Format: Syfy on rockin’ flatscreen.
Oh, I really wanted to like Lake Placid. I wanted to like it when I saw it in the theater in 1999 and I wanted to like it when I rewatched it. It’s rare that an exploitative horror movie sports a cast as impressive as this one—Bill Pullman, Bridget Fonda, Betty White, Brendan Gleeson, and Oliver Platt. Plenty of horror movies attempt comedy with physical gags and don’t pay as much attention to a solidly funny script. Lake Placid is so close to being everything a good horror/action/comedy film can be and it comes up short over and over. It’s disappointing because it could have been a classic instead of a disappointment.
Lake Placid is a high concept film in the sense that the entire plot can be related in a single sentence: a 30-foot crocodile turns up in a lake in Maine and terrorizes the area. If you prefer, “crocodile Jaws in Maine.” That’s seriously it.
Kelly Scott (Bridget Fonda) is a paleontologist working in an unnamed New York museum. When the film opens (after our initial guy-bitten-in-half scare), she is dumped by her boyfriend/boss for another coworker. News of the attack in Maine comes in, along with the discovery of what appears to be a prehistoric tooth. To get her out of the office and away from the tension, Kelly is sent off to Maine to investigate.
Big shock—it’s a crocodile, although we don’t get real confirmation of that until a good distance into the film. Along with Kelly, we have a convergence of multiple personalities on the scene. The most prominent is Fish and Game officer Jack Wells (Bill Pullman), who is also in the area to investigate the attack from the start of the film. Naturally the local sheriff, Hank Keough (Brendan Gleeson) is investigating with all of his deputies. And, as the investigation kicks in, we get the arrival of Hector Cyr (Oliver Platt), an independently wealthy mythology professor/crocodile nut, who shows up because before anyone knows we’re dealing with a crocodile, he knows that we’re dealing with a crocodile.
So, here’s the dynamic, and we’re going to have lots of clichés coming from all directions.
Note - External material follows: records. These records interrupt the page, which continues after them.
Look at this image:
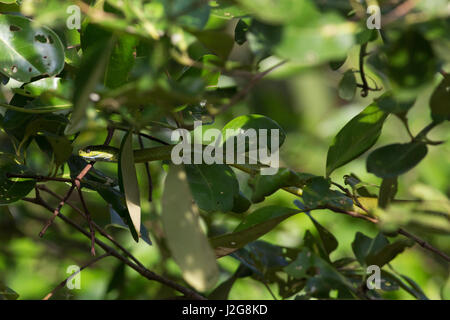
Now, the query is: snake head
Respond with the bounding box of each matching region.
[78,146,118,162]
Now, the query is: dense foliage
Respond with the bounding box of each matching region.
[0,0,450,299]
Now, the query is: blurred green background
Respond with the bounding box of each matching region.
[0,43,450,299]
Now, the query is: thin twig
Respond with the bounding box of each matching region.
[42,253,110,300]
[77,187,95,256]
[398,228,450,262]
[359,42,369,97]
[210,60,287,115]
[22,198,206,300]
[138,135,153,202]
[39,162,94,238]
[38,185,144,268]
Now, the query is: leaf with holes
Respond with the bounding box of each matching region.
[367,142,428,178]
[161,165,219,291]
[326,104,388,176]
[210,206,299,257]
[119,132,141,241]
[185,164,239,212]
[0,14,64,82]
[0,154,36,206]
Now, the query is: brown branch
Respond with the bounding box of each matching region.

Kelly is a prissy New York snob who spends a good chunk of the film making fun of Maine and complaining about how everyone in Maine is an uneducated hick not worth her time. Of course, she’s going to end the film romantically attached to officer Jack Wells, because we can’t have a movie with an unattached Bridget Fonda or an unattached Bill Pullman. Snobbish and sarcastic Hector Cyr spends the entire movie sparring verbally with Sheriff Keough, who routinely gets caught in Hector’s various crocodile snares and traps.
We also get the bright spot of Betty White as Delores Bickerman, an eccentric widow who lives on the croc-infested lake. We discover soon enough that Mrs. Bickerman knows all about the massive crocodile since she feeds it cows and because the croc is responsible for the death of her husband. Mrs. Bickerman exists in Lake Placid solely as comic relief. It’s entertaining to hear Betty White drop a few crude remarks.
There are multiple problems with Lake Placid. One of the main problems is that the film is ridiculously short, clocking in just a hair over 80 minutes, which isn’t really enough to establish the characters beyond their cliché stereotypes and still give us lots of fun with the giant crocodile. Second, and more serious, is the low body count. There are two human deaths in Lake Placid, which seems quite low for a modern horror film, especially since one of those deaths comes in the first couple of minutes. Because the film wants to focus a great deal on comedic dialogue and character interactions, the focus gets pulled away from the creature feature aspects of the film, and this is what really should be front and center. It almost wants to be character driven, but it’s not expansive enough to be so.
And so, Lake Placid seems entirely misfocused. It wants to be a funny movie with some gore elements, and it kind of is, but it isn’t enough of either. It’s right on the edge of being a really satisfying horror comedy, but can’t really seal the deal for me, even though it really wants to.
It’s a shame, too, because this is such a good cast. There’s a lot that could be done with these people, and to have them in a giant animal monster movie offers such an opportunity for potential entertainment that it’s sad when it comes up so short, both in terms of quality and in terms of running time. Expand this out another 15 minutes, develop the characters a little more, and give us a couple more quality kills, and we’d have something instead of just indications of something.
Is it worth watching? Kind of. If nothing else, there’s a scene where the croc comes out of the water and eats a bear, and that’s the kind of thing that makes watching cheap horror films worth it, even when it’s obviously done with low-rent CGI.
Why to watch Lake Placid: A motherfucking crocodile eats a motherfucking bear.
Why not to watch: It wastes a tremendously good cast.